>>> [EMAIL PROTECTED] 03/22/01 02:18PM >>>
I wrote:
>In "normal" times, the capitalists purchase the surplus commodities as 
>luxury consumption goods or investment goods or wasteful goods, so this 
>basic realization problem isn't realized (as it were).

Charles writes:
>How many cars can a capitalist drive and buy ? How much toilet paper, 
>televisions ?  Even in "normal" times, I don't see how the capitalists can 
>buy up all the goods and services corresponding to the surplus value.

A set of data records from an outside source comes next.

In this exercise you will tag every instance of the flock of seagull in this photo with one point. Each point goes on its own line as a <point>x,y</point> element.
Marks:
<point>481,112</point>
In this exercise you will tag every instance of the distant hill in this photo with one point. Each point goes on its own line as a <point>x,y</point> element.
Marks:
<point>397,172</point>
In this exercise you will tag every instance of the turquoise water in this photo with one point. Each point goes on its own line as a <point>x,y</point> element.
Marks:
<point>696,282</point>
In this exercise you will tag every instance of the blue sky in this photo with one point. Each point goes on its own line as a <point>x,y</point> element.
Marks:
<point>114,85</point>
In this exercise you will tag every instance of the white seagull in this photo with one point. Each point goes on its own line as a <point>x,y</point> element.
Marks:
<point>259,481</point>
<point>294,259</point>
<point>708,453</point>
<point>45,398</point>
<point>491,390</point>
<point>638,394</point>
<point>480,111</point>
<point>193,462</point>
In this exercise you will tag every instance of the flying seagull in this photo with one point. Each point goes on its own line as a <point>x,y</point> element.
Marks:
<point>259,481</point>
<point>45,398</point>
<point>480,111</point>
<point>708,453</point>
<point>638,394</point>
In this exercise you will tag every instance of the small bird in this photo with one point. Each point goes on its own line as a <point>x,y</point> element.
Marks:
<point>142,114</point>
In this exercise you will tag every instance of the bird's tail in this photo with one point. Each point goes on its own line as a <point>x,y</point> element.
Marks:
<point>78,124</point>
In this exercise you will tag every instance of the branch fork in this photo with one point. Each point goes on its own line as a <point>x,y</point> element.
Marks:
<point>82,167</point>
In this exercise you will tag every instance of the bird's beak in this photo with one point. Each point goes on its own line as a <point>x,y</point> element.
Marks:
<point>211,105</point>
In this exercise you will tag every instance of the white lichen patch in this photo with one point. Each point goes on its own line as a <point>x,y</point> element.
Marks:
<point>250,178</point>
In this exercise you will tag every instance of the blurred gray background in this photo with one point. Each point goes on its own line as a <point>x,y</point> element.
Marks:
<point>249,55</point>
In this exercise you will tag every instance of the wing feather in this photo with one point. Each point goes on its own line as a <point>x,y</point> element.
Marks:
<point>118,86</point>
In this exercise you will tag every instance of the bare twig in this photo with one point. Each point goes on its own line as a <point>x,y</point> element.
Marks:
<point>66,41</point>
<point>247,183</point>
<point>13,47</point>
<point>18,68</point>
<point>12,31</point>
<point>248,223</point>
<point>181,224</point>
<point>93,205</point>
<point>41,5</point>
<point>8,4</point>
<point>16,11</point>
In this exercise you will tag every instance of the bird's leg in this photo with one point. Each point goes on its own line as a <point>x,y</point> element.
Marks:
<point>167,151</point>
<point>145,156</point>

you forget spending on accumulation, 

(((((((((

CB: Spending on accumulation is not for means of consumption commodities, no ?

((((((

plus the seeming insatiability of the 
capitalist lust for luxury. They rush in to buy High-Definition TVs, for 
example, even though they haven't been established as the standard yet. 
They think they can afford it when it turns out that the current HDTVs turn 
out to be obsolete. If all else fails, there's always cocaine.

((((((((

CB: I am not denying this, but what about all that toilet paper and just all the 
numerous non-luxury individual consumption commodities ? The capitalists don't buy 
those up. 

Pay out in wages "v" amount of capital, but the value of the commodities that are 
produced is v plus the surplus value.  In the department of production of means of 
individual consumption, more is produced than the even the capitalists can buy up as 
"luxuries" ( and the wage laborers buy as means of consumption).